Just hit /, and type your search pattern.

  • Patterns can be regular expressions, for example, you could search for the word "option" by typing:

    /[Oo]ption
    

    Or find all of the long arguments with:

    /(--)[a-Z]
    

    To cancel the search, hit Ctrl+C.

    Some useful quantification operators are:

      ?    for zero or one of the preceding expression
      *    for zero or more of the preceding expression
      +    for one or more of the preceding expression
    

    And expressions can be "grouped" with parentheses, as in (--)+ (for two or more dashes).

    [a-Z] is a sequence (others include [0-9], [a-z], and so on). Sequences can be combined, as in [a-Z0-9]. You can also invert expressions with the ^ operator, e.g. (--)[^a-Z]+ for all long arguments that start with anything other than a letter.

    Another useful operation is Union (|), as in color|colour, which finds every occurrence of either "color" or "colour" (this is sometimes called boolean OR).

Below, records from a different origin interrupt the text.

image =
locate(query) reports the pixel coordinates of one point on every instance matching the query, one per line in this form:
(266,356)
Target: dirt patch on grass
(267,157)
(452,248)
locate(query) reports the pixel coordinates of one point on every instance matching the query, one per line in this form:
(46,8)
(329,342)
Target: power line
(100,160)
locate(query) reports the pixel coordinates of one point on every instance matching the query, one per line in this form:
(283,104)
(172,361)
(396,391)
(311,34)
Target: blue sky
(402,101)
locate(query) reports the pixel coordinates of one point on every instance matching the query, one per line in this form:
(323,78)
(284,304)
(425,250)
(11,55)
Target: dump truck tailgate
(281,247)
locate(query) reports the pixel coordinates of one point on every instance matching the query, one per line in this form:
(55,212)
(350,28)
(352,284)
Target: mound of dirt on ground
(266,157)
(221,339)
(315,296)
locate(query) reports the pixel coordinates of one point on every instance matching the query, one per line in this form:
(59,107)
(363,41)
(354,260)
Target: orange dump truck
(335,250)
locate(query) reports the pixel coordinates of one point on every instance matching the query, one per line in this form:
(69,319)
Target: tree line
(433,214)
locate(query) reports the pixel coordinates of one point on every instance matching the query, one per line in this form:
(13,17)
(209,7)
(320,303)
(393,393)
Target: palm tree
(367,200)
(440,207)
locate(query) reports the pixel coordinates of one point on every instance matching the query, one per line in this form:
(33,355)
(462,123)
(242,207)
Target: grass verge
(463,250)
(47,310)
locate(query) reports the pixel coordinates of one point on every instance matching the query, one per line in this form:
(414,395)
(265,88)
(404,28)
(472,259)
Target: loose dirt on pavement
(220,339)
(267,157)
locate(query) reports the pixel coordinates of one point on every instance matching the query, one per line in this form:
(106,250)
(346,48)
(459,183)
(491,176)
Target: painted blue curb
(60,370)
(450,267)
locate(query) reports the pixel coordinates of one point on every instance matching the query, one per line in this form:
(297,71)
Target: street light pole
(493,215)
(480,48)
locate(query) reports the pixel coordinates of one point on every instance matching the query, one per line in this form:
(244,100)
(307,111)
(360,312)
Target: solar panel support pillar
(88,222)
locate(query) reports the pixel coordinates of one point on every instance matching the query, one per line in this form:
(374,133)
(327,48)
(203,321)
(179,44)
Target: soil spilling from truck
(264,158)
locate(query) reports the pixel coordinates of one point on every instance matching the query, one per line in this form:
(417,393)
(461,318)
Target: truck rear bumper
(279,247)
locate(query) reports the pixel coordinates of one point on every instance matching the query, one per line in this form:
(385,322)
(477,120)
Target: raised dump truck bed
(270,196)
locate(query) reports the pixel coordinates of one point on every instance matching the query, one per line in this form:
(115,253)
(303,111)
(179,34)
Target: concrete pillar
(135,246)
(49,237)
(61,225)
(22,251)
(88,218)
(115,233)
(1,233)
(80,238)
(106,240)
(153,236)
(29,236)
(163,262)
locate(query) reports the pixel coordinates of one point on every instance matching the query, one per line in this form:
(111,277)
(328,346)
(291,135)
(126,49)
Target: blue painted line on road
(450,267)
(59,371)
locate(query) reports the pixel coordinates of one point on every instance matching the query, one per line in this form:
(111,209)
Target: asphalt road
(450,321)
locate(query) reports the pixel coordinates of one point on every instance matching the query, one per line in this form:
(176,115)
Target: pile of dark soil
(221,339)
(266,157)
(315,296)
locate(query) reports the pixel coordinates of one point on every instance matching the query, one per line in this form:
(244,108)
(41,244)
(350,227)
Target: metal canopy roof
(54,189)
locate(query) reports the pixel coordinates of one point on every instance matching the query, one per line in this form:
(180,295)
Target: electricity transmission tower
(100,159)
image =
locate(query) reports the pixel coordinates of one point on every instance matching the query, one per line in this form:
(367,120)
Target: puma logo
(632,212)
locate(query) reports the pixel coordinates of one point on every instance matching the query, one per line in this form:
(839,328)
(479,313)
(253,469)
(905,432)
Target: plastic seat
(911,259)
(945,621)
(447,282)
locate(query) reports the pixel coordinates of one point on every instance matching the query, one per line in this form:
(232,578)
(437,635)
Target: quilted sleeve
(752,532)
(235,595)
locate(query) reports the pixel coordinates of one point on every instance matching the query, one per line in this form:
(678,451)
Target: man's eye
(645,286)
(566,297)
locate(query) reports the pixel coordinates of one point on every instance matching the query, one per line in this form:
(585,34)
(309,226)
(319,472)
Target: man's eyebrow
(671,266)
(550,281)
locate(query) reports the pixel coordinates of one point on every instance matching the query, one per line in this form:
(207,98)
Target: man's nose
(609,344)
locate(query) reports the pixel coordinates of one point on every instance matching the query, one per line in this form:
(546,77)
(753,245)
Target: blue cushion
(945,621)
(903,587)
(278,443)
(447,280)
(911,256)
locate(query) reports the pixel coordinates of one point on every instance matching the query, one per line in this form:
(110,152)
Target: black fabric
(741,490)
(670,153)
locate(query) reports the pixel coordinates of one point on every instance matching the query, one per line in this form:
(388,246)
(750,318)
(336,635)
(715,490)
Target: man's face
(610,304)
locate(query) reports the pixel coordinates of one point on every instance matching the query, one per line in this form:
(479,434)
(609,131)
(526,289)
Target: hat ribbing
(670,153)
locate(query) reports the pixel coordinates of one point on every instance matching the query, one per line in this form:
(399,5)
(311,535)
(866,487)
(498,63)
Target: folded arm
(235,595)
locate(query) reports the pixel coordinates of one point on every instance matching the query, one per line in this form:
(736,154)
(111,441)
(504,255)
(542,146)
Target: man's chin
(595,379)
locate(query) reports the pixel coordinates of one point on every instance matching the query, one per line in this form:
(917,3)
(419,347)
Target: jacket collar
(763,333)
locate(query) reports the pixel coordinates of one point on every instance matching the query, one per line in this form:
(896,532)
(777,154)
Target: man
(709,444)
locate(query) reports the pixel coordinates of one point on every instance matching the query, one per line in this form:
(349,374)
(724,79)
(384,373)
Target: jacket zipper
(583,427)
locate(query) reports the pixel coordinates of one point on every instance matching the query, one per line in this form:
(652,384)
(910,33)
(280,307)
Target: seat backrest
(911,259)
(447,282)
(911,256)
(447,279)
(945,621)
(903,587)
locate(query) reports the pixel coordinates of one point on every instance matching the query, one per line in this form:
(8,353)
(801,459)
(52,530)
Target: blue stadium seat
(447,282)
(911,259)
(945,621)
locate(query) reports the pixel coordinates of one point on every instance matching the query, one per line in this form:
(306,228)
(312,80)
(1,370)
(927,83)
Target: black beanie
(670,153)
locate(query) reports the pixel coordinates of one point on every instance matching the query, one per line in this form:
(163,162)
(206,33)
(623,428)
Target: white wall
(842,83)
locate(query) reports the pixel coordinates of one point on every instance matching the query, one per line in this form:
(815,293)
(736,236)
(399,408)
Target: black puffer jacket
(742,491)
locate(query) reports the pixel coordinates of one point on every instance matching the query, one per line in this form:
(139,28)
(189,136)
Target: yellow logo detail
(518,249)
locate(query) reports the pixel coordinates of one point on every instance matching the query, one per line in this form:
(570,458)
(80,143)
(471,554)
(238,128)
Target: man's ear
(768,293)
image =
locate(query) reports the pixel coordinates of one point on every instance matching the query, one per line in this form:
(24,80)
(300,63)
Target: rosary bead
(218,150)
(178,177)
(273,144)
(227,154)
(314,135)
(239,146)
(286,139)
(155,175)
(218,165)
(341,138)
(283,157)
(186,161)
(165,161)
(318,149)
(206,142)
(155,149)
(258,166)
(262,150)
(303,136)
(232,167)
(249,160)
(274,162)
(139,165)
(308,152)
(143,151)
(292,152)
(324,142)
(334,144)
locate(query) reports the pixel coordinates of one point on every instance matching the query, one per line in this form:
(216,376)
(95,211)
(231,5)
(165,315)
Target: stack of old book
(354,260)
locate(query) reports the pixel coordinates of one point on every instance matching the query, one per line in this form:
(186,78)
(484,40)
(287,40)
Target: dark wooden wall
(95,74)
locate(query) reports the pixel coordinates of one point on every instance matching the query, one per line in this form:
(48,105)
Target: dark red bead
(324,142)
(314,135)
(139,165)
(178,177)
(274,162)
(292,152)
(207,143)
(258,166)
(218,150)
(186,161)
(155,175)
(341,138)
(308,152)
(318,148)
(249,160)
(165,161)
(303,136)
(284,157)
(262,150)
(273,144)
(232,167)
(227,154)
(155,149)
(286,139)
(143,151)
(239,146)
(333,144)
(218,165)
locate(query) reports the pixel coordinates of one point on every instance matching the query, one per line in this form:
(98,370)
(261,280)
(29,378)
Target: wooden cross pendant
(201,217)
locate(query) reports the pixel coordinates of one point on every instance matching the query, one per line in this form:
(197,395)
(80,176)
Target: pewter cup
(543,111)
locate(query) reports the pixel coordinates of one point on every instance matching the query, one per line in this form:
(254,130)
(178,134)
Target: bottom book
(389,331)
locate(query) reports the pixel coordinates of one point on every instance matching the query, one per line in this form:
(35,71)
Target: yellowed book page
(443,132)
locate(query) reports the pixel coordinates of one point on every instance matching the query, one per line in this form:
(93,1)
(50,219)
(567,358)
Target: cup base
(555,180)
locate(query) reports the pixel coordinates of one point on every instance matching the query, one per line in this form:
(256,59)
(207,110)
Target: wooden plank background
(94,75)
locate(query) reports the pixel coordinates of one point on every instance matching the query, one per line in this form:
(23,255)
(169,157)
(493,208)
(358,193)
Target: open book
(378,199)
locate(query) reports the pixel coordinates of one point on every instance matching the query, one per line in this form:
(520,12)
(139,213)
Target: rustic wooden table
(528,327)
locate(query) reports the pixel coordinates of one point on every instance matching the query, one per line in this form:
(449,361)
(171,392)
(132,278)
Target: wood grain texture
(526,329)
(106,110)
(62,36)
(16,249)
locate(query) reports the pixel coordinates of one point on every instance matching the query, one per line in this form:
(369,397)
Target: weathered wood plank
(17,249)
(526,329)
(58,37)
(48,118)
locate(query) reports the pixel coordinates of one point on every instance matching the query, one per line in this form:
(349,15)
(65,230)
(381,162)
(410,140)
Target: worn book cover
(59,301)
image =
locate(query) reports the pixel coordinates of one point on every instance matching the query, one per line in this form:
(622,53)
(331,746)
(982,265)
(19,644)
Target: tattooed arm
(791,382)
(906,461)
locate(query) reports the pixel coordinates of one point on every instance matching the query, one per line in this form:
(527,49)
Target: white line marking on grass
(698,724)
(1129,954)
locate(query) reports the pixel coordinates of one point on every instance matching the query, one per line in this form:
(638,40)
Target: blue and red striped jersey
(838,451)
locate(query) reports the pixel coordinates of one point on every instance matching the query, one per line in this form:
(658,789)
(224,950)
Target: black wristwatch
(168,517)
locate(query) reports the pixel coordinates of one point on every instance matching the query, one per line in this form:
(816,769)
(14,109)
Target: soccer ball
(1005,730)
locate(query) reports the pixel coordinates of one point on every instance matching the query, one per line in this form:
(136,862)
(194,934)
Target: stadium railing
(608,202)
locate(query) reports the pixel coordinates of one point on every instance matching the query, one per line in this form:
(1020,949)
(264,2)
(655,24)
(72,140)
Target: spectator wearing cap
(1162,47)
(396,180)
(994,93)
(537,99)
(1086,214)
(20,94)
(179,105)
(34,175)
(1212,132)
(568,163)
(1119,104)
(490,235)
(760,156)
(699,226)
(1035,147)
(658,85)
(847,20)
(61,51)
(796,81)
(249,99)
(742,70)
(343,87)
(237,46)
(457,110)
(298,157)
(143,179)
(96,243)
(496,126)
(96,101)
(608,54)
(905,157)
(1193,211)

    If you are searching for strings containing some of these "reserved" characters (like ?, *, +), prefix them with a \ (i.e. /\+k to search for +k).

  • To jump through the results, press N (forwards) and Shift+N (backwards).

  • There is also a way to search across all manpages:

    man -K "Hello World"
    

    The man program will open the first match, and after you close it with q, offer you to

    • view the current one (Return)
    • skip the current one (Ctrl+D)
    • or exit (Ctrl+C)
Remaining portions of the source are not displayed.